Open Water Review

The ending was good. But I’m not allowed to tell you about it. All I can say is it was surprising and courageous – if only such effective moments and innovation had been applied throughout. Unfortunately most of the film was quite tedious – despite being about sharks encircling a couple abandoned at sea.

The tension just wasn’t there and the characters were undeveloped and hence rather boring, which didn’t help matters. As they were the focus of 99% of the action, such as it was, you can imagine how annoying this was.

Despite being based on a real life incident writer, director and editor Chris Kentis (he’s the one to blame then) states “I wasn’t interested in capturing the real people involved… I did no research on them”. Perhaps he should have remembered to include some personality for the new characters he invented.

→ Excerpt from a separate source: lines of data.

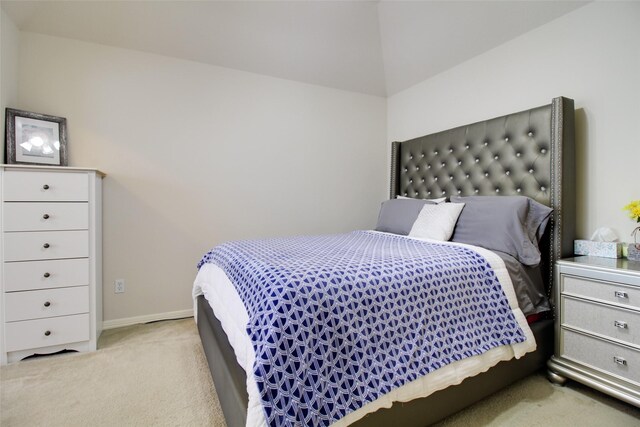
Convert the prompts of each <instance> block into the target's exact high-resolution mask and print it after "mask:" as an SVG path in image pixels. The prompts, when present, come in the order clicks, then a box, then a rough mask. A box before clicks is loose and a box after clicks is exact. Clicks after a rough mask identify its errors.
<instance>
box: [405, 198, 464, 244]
mask: <svg viewBox="0 0 640 427" xmlns="http://www.w3.org/2000/svg"><path fill="white" fill-rule="evenodd" d="M462 208H464V203H440V204H437V205H431V204H427V205H424V206H423V207H422V209H421V210H420V214H418V218H417V219H416V221H415V222H414V223H413V227H411V231H410V232H409V237H420V238H423V239H433V240H440V241H443V242H446V241H447V240H449V239H450V238H451V235H452V234H453V229H454V228H455V226H456V222H457V221H458V217H459V216H460V212H462Z"/></svg>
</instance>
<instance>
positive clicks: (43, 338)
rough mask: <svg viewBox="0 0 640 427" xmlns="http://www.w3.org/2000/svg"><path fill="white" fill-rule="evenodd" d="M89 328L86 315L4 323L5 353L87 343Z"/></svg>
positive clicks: (88, 322)
mask: <svg viewBox="0 0 640 427" xmlns="http://www.w3.org/2000/svg"><path fill="white" fill-rule="evenodd" d="M89 328H90V322H89V315H88V314H75V315H73V316H62V317H51V318H46V319H36V320H24V321H22V322H10V323H6V325H5V333H6V334H5V347H6V351H19V350H26V349H30V348H39V347H48V346H52V345H60V344H67V343H73V342H78V341H87V340H88V339H89V336H90V333H89ZM47 332H48V333H47Z"/></svg>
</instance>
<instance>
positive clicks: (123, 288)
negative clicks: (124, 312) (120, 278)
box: [115, 279, 124, 294]
mask: <svg viewBox="0 0 640 427" xmlns="http://www.w3.org/2000/svg"><path fill="white" fill-rule="evenodd" d="M115 291H116V294H122V293H124V279H116V281H115Z"/></svg>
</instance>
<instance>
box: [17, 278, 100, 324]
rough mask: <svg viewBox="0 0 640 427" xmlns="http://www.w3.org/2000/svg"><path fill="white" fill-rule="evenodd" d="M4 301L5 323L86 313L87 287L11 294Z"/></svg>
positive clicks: (86, 308)
mask: <svg viewBox="0 0 640 427" xmlns="http://www.w3.org/2000/svg"><path fill="white" fill-rule="evenodd" d="M5 301H6V305H5V307H6V311H5V321H7V322H15V321H20V320H31V319H42V318H45V317H57V316H67V315H69V314H80V313H88V312H89V287H88V286H78V287H74V288H60V289H44V290H39V291H25V292H11V293H7V294H5Z"/></svg>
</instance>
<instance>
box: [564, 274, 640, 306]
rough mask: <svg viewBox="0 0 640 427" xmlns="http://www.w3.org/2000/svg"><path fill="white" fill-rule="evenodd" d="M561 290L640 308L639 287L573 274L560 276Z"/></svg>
mask: <svg viewBox="0 0 640 427" xmlns="http://www.w3.org/2000/svg"><path fill="white" fill-rule="evenodd" d="M561 292H563V293H565V292H568V293H571V294H573V295H579V296H583V297H585V298H596V299H600V300H603V301H607V302H612V303H616V304H623V305H628V306H630V307H634V308H638V309H640V288H638V287H630V286H623V285H619V284H616V283H610V282H600V281H596V280H589V279H583V278H580V277H573V276H562V289H561Z"/></svg>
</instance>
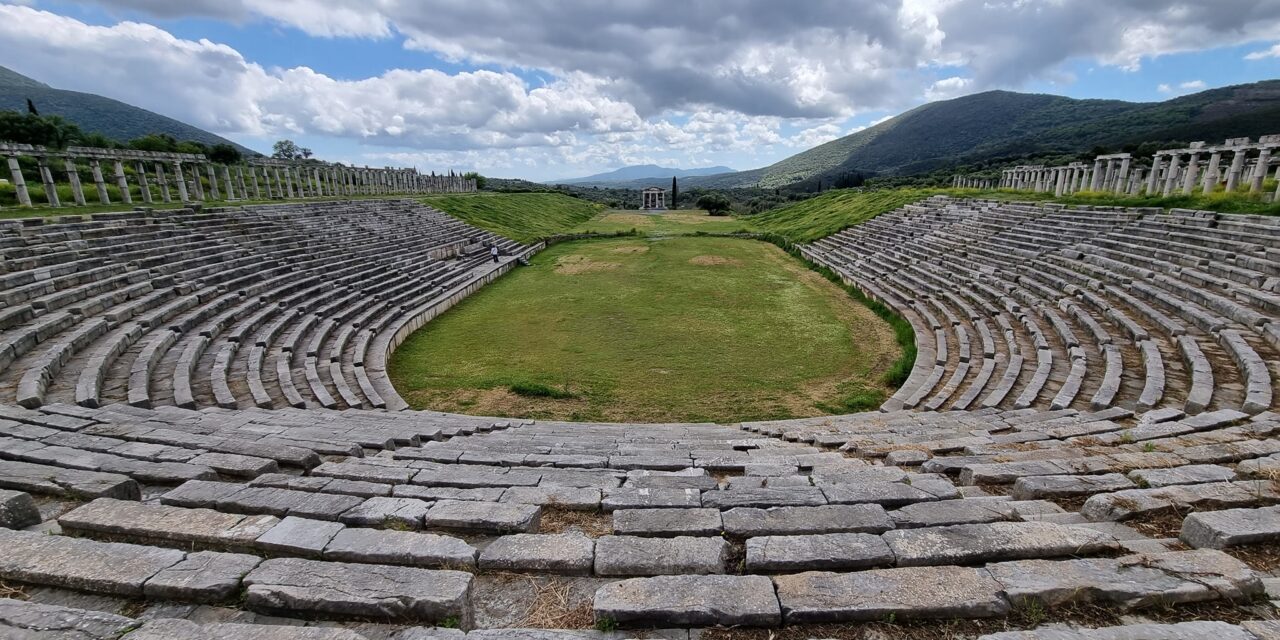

One scene had cringe-worthy echoes of Titantic. Susan and Daniel search ‘desperately’ for each other after drifting apart – but their half hearted attempts at calling each others’ names does not convey any distress. Rather than being sensitive and moving it was clumsy and embarrassing. The dialogue between the couple was equally dull and could have been written by a thirteen year old.

Random wildlife and nature shots were lovely – but rather random. Equally the underwater scuba-diving sequence was cool – but pretty unnecessary to the storyline – such as it was. In fact the film didn’t need to be feature-length at all, a short could’ve easily conveyed the same content.

The Caribbean backgound muzak (didn’t quite qualify to be a soundtrack) again was a nice distraction. But didn’t fulfil what I can only imagine its role was – to contrast the relaxed holiday atmosphere with the horrors of mid-ocean abandonment in shark infested water. Instead it made you want to get up and dance instead of watching the boring folk splashing about on screen.

As this was a low budget independent I should get right behind it, but despite its background I can’t pretend I was blown away. The best way to pay homage to its lo-no budget would be to wait for it to be shown on TV – therefore spending a proportionately low amount on it. I stand by my conviction that the ending was remarkable, even quite brilliant – I’d still change channels for the main body of the film though…

Perhaps film students will dissect the film in class and decide it symbolises marriage – a committed couple bobbing around on the uneasy seas of Life – after all it systematically explored all the elements of a traditional marriage: co-dependence, support, a united front, squabbles, blame, separation by death… but your average married couple doesn’t make for scintillating entertainment and I’m afraid you couldn’t get more average than Susan and Daniel.